Lui se concentre sur le présent. Officiellement, il n'est plus journaliste mais, depuis les élections législatives d'octobre 2014, député de la Verkhovna Rada, au sein du Bloc de Petro Porochenko. Ce groupe, subordonné au président de la République (élu à ce poste le 25 mai 2014), est la principale formation de la coalition gouvernementale. Une nouvelle étape dans le militantisme de Moustafa Nayem et de nombreux autres activistes civiques entrés en politique après la Révolution de la Dignité. Devenu homme politique, l'ancien journaliste affirme conserver son indépendance, son originalité et, surtout, sa liberté de parole.
S. G.



Sébastien Gobert - Pouvez-vous expliquer les raisons de votre entrée en politique ?

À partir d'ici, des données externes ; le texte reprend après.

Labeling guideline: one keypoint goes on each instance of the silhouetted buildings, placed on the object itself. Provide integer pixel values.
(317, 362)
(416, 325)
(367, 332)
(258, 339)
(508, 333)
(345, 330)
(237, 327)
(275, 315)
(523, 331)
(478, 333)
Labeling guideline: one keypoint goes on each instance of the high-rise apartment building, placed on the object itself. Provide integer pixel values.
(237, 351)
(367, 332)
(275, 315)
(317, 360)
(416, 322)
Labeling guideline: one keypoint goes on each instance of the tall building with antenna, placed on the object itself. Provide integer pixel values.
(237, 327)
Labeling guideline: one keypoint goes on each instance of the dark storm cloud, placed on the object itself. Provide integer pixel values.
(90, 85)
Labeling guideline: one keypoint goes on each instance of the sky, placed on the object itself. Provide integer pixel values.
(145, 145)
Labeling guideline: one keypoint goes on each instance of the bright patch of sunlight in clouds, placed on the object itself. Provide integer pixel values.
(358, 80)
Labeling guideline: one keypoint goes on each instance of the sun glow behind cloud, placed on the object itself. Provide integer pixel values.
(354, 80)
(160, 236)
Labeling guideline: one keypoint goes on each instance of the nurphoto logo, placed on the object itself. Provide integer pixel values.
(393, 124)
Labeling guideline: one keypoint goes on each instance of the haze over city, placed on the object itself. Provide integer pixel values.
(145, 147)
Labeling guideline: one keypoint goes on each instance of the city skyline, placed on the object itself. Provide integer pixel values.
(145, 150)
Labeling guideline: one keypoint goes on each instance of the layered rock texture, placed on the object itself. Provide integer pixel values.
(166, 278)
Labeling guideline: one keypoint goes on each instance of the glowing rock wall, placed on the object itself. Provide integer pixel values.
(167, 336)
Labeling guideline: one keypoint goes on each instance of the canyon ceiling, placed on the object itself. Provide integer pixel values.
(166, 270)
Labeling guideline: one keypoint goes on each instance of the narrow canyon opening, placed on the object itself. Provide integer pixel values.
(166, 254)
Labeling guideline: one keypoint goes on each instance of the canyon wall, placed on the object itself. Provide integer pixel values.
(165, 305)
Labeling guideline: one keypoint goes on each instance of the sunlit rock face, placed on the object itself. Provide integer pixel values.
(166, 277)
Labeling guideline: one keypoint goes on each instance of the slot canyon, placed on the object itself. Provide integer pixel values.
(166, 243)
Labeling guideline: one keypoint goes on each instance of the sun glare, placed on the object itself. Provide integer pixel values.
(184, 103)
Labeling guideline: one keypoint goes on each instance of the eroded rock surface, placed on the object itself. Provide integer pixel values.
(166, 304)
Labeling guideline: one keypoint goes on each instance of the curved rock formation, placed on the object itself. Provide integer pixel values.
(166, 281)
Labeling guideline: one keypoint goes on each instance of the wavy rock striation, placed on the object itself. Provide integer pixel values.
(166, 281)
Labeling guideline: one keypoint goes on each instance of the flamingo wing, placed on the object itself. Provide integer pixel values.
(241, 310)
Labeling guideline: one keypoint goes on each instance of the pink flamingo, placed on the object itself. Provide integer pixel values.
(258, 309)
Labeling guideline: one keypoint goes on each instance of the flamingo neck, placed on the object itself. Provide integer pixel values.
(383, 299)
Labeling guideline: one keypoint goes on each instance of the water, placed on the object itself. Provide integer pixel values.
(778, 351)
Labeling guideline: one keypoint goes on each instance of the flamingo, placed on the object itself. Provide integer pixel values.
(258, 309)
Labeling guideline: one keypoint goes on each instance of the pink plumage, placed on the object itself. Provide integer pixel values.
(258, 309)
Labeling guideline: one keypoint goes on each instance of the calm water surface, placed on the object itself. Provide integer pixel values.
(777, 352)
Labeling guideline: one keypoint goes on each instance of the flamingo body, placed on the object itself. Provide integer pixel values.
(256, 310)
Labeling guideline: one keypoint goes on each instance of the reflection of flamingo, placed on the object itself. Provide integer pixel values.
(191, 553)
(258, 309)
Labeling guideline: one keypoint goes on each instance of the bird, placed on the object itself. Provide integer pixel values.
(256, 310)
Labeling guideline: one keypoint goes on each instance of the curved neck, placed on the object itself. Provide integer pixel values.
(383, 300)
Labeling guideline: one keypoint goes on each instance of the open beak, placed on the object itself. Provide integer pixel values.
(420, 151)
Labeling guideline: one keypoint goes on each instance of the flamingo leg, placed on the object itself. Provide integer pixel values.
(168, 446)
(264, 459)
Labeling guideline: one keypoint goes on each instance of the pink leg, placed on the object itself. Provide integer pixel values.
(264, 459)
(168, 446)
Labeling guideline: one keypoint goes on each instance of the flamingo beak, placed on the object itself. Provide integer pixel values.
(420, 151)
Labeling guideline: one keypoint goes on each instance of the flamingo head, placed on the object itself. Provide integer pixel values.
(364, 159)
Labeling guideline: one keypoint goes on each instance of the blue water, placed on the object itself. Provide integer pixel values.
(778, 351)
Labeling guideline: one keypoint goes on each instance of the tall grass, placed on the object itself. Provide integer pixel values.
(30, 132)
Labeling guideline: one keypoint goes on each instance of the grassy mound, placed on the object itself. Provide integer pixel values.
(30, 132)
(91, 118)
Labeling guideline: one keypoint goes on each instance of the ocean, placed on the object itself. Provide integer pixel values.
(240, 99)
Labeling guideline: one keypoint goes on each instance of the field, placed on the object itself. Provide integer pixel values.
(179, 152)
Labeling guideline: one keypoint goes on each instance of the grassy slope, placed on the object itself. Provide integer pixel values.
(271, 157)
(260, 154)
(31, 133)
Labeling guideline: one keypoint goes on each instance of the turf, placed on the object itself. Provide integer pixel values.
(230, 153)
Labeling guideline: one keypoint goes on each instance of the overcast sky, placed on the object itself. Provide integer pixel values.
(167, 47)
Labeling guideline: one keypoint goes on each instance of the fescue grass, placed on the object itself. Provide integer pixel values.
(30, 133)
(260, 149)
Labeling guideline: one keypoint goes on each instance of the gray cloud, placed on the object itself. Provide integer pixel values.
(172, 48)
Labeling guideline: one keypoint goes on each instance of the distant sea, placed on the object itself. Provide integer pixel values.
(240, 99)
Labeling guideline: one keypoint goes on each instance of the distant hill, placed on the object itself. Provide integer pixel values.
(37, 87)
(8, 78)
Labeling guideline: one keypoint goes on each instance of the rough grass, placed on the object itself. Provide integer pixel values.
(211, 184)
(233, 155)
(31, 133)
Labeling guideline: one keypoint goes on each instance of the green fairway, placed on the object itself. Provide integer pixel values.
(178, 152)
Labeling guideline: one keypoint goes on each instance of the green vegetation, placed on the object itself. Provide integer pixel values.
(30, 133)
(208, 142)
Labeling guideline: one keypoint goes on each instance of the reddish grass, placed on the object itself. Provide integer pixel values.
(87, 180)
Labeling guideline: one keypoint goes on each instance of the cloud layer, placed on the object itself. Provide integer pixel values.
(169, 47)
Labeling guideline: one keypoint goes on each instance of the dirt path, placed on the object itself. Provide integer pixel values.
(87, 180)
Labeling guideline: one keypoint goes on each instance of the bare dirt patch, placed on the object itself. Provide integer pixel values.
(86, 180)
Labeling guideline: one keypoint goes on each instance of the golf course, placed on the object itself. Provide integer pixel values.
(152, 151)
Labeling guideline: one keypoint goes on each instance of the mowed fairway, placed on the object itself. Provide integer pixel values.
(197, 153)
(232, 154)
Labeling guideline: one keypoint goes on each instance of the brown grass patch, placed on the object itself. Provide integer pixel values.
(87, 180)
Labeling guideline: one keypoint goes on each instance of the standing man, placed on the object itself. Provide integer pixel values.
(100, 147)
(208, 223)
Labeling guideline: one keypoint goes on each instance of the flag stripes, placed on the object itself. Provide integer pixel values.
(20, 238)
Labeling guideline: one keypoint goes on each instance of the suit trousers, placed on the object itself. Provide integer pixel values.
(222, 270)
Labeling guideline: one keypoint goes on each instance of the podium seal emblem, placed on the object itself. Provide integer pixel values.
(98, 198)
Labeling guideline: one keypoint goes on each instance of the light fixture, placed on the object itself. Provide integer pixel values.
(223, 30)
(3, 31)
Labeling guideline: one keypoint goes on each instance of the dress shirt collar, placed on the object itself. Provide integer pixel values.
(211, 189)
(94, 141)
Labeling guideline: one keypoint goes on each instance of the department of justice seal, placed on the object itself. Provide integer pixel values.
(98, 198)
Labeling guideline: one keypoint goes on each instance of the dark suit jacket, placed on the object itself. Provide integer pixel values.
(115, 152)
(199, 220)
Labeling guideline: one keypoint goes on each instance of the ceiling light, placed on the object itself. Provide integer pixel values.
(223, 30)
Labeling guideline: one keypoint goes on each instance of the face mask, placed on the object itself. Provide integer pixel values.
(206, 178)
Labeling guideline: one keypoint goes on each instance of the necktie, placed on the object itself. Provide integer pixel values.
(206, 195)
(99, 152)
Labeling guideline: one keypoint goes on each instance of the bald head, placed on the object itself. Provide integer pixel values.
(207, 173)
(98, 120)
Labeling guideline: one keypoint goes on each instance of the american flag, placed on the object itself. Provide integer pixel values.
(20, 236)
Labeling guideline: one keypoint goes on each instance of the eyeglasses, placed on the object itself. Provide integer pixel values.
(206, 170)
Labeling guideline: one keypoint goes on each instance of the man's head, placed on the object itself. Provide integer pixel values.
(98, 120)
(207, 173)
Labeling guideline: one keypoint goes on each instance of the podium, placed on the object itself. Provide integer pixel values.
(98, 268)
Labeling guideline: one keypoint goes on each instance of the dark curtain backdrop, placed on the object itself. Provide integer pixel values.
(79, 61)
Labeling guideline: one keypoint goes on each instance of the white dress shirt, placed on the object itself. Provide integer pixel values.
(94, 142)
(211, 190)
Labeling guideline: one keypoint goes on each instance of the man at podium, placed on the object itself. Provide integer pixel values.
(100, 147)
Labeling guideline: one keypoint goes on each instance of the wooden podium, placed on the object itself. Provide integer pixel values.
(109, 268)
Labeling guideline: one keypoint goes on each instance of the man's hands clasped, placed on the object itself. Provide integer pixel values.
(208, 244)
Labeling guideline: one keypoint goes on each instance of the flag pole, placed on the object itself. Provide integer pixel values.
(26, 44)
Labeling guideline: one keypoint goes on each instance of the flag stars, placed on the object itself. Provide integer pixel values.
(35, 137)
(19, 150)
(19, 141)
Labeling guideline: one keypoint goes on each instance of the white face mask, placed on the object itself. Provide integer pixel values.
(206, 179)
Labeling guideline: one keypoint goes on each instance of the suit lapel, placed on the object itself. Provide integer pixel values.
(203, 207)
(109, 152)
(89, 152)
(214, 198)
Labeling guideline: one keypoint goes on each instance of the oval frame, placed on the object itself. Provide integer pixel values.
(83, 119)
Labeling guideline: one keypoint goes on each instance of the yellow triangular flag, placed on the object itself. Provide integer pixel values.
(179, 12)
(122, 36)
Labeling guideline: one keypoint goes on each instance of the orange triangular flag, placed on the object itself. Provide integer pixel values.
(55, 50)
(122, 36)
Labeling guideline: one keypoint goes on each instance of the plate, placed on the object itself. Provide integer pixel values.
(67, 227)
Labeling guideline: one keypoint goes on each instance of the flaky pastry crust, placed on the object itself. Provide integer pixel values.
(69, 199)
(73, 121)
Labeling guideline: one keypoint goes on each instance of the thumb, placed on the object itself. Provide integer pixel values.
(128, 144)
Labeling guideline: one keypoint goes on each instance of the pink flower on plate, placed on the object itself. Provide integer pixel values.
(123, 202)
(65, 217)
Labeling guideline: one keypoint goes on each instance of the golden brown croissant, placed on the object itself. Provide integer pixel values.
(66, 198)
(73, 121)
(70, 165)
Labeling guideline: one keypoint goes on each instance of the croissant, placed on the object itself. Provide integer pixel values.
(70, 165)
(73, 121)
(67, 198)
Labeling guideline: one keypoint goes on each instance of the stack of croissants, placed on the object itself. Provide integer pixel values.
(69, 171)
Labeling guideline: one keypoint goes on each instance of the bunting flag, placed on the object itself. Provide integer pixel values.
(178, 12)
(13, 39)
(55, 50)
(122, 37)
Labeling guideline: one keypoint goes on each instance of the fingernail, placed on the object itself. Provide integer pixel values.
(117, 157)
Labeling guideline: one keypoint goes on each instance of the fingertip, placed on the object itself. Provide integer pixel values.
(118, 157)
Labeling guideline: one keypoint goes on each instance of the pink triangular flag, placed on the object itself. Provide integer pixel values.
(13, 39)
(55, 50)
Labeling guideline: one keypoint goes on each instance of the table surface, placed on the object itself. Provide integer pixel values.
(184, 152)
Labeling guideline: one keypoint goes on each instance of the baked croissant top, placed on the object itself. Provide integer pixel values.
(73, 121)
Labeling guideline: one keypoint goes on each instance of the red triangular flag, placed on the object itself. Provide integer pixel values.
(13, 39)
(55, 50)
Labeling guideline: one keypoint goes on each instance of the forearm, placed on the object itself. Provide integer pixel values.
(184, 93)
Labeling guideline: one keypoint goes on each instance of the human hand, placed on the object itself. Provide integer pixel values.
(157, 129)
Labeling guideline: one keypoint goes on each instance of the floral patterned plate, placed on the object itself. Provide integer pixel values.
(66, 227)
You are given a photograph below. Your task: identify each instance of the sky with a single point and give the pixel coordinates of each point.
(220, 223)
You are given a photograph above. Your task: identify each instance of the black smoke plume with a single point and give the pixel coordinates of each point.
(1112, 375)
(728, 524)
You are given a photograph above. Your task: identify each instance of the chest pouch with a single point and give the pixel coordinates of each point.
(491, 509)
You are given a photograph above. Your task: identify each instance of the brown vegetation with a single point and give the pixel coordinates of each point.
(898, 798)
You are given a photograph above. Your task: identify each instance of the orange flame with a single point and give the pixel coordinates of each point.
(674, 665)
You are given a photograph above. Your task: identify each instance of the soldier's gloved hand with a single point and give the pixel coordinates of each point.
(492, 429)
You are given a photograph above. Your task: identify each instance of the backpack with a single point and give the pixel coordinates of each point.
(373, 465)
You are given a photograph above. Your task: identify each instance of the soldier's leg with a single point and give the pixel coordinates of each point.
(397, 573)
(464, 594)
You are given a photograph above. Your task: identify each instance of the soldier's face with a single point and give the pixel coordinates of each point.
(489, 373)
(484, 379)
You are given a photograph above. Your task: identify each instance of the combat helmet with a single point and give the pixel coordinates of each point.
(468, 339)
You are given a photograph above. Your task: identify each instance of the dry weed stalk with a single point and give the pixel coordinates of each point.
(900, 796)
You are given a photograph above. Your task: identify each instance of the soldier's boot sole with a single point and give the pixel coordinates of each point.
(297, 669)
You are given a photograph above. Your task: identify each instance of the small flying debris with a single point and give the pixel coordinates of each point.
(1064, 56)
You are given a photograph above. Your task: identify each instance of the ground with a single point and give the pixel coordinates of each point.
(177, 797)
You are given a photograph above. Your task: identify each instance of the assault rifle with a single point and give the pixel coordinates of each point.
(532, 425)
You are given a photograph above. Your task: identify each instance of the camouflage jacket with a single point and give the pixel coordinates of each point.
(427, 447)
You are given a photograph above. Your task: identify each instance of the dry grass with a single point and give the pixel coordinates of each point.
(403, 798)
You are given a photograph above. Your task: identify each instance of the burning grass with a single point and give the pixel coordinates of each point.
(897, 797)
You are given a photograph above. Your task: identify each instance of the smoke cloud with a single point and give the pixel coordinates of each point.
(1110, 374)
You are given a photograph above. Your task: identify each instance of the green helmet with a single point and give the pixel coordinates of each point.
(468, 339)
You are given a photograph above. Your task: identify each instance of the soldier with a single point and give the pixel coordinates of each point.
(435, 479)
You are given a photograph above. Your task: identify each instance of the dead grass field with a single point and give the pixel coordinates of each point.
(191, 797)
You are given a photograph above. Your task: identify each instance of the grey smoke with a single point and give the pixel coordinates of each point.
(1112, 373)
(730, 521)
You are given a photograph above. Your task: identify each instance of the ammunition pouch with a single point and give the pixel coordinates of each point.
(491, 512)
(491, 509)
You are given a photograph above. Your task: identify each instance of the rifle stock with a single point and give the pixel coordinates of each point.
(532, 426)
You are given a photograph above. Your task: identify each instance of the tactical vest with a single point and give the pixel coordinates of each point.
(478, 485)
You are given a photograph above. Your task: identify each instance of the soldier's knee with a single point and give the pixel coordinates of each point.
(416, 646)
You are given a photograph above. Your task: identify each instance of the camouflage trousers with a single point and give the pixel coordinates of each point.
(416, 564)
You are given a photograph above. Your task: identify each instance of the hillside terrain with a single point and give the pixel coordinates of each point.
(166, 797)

Moustafa Nayem - Je crois que chaque génération connaît, tôt ou tard, un moment charnière. Devons-nous demeurer observateurs ou devenir acteurs ? Critiquer les politiciens et imaginer un futur idéal sans entrer dans le système, ou bien nous jeter dans l'arène et construire ce futur ? En présentant cette alternative, je ne dis pas que tout le monde doit absolument se lancer en politique. Moi-même, j'ai été journaliste pendant plus de dix ans ! Un peu militant, certes, mais j'étais surtout habitué à observer, interroger, critiquer...
À l'été 2014, quand nous avons enfin obtenu la dissolution du Parlement issu de l'ancien régime et l'organisation d'élections législatives anticipées, je n'imaginais pas que j'allais me lancer en politique. Pendant des années, j'avais expliqué qu'il fallait se méfier des hommes politiques, qu'il fallait les contrôler le plus possible. Mais mes collègues issus de la société civile et moi-même avons jugé que notre entrée en politique amorcerait un changement des mentalités et contribuerait à l'adoption et à l'application d'une meilleure législation.
Ce fut une décision difficile, mais je suis convaincu que ce fut la bonne. En siégeant à la Rada, nous pouvons canaliser notre militantisme, notre énergie et notre expérience pour obtenir des résultats concrets. Aujourd'hui, plusieurs mois après avoir été élus, nous ne sommes toujours pas des politiciens professionnels, loin de là. Nous nous voyons comme des artisans du changement. Notre motivation ne réside pas dans l'argent ou le pouvoir, mais dans nos valeurs et notre code d'éthique.
S. G. - Pourquoi avoir choisi de rejoindre la liste du Bloc de Petro Porochenko ? Vous avez dû vous y associer à certains professionnels de la politique plus ou moins recommandables (1). Cette affiliation ne représente-t-elle pas un premier compromis dans votre ambition de changement ?
M. N. - Je ne le conteste pas. Pour moi et pour mes collègues Serhiy Leshchenko et Svitlana Zalishtchouk (2), ce fut, effectivement, le premier compromis de notre carrière politique. Je vais vous expliquer les raisons de cette décision.
En septembre 2014, quand nous avons fait ce choix, nous n'étions pas prêts à créer notre propre parti de jeunes réformateurs. Nous ne disposions d'aucune ressource financière ou logistique, d'aucun réseau. Or pour bâtir la machine électorale d'un parti sérieux, il faut des années ! D'ailleurs, les petites formations qui se sont présentées aux élections n'ont eu aucune chance. Il est vrai que nous avions aussi la possibilité de nous présenter en tant que candidats indépendants dans des circonscriptions uninominales (3). Mais pour mener campagne, il fallait dépenser au moins 1 million de hryvnias (soit environ 45 000 euros). Je ne disposais pas de cette somme. En outre, la guerre du Donbass battait déjà son plein. Des millions de citoyens contribuaient financièrement à l'effort de guerre et se dévouaient en tant que volontaires pour soutenir nos troupes. Il était hors de question de solliciter un soutien financier auprès de nos sympathisants.